Enter backward compatibility: the ability for a gaming system to play the titles made for earlier versions. The current crop of consoles doesn't have much of it; the Xbox doesn't offer a precursor's games to play, and the Nintendo GameCube was the first in its product line to switch to discs rather than cartridges, making backward compatibility with the Nintendo 64 impossible. Sony's PlayStation 2 is the only system that recalls its storied past: Every PlayStation game is playable on the PlayStation 2.

The next generation, in addition to moving the gaming industry forward, is also taking a frog's leap backward. The PlayStation 3 will be able to play all games for previous generations of that system. And the Nintendo Revolution takes the idea even further. Not only can it play titles from the GameCube, it will also download and play the system's ancient ancestors -- games produced for the original Nintendos and Super Nintendos at the dawn of console gaming. The Xbox 360 lags behind; only certain games from the old Xbox can be played on the new platform, and some of the most popular titles -- Halo 2" for example -- aren't compatible.

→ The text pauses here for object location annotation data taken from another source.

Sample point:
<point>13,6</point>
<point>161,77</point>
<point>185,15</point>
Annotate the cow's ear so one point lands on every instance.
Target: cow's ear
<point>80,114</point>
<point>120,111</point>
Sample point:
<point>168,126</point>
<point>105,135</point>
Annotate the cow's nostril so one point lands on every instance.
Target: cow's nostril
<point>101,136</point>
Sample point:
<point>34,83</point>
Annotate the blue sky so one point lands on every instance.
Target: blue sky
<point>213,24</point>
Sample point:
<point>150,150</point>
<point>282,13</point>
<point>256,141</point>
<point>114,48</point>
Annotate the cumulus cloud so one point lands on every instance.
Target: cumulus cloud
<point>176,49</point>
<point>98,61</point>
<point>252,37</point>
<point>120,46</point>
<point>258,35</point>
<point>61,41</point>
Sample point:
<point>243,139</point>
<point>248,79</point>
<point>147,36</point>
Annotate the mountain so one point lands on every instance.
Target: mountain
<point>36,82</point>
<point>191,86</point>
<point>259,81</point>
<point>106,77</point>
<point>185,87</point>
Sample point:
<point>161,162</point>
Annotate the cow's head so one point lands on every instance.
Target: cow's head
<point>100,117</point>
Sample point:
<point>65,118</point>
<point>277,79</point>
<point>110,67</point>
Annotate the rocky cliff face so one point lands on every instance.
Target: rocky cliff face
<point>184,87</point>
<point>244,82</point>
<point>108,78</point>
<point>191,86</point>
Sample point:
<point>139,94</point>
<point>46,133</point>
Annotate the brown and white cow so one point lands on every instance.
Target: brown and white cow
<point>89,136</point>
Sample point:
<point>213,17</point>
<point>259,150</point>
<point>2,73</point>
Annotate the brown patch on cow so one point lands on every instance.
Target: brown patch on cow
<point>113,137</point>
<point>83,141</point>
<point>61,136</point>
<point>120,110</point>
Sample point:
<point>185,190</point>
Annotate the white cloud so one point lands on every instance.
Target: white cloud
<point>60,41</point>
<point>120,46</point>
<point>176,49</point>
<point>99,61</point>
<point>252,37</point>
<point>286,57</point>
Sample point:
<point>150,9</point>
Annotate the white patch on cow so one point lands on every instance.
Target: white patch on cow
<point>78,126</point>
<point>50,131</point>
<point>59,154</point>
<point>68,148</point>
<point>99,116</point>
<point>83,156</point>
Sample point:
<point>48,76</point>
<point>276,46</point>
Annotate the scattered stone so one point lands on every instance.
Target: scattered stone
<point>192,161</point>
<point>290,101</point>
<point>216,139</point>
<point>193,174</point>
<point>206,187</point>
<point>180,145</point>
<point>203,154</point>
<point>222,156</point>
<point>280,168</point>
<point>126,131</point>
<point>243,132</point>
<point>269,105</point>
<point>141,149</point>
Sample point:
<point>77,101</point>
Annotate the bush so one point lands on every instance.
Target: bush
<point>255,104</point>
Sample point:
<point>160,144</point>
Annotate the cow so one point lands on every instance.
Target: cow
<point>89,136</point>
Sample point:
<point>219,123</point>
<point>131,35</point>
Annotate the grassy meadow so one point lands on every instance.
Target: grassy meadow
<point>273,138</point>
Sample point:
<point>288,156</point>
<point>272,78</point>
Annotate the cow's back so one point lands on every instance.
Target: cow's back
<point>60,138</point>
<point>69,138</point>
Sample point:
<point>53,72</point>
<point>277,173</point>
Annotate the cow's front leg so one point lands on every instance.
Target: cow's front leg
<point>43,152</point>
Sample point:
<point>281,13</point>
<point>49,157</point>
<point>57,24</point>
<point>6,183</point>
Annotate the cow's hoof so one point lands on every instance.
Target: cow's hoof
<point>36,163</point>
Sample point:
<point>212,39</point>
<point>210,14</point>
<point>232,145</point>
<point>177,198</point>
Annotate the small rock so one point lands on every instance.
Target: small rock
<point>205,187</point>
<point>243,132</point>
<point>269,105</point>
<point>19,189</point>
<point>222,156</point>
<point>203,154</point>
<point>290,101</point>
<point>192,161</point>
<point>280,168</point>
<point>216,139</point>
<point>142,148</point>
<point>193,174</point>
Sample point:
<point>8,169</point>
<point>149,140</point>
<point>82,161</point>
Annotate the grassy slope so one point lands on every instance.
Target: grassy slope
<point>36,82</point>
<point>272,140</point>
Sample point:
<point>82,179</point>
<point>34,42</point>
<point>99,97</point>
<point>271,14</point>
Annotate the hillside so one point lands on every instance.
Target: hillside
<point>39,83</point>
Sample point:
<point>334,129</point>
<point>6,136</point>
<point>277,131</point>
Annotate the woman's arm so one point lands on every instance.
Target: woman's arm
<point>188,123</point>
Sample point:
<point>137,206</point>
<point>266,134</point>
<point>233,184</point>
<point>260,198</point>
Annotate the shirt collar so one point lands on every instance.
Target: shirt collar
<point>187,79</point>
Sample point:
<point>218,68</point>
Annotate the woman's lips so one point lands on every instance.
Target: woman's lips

Even in the last generation of gaming systems, players found themselves returning to the 1980s and storied franchises like "Metroid," "Mario Kart," and "Prince of Persia," all of which included unlockable content that harkens back to the games' earliest versions. "Metroid Prime," released in 2003, allows players to unlock and play the entirety of the original "Metroid," released in 1986. Stepping through a secret door in "Prince of Persia: The Sands of Time," also released in 2003, takes players into an updated version of the very first "Prince of Persia," released in 1989, a game I remember watching my older brother play. At 7 years old, I was "too little" to play it.

Conventional wisdom was that old games didn't have much value until the gaming community started to covet them. Innovative gamers with perhaps too much free time wrote PC programs that could play 1980s console games, which were downloaded in droves. Old PC games were revived, as well. The open-source movement recoded the cult hits "Star Control" and "Star Control II: The Ur-Quan Masters," adding all-new content, graphics, and audio, and The-Underdogs.org hosts a massive library of "abandonware," old games that are no longer sold by their copyright holders and can now be downloaded for free.

In the gaming community, playing "retro" games is almost a badge of honor. They're often much harder than newer games, perhaps because the controls are archaic and the graphics are unclear, or maybe because back then, game designers didn't feel much pressure to make a game easy to complete for the "casual gamer."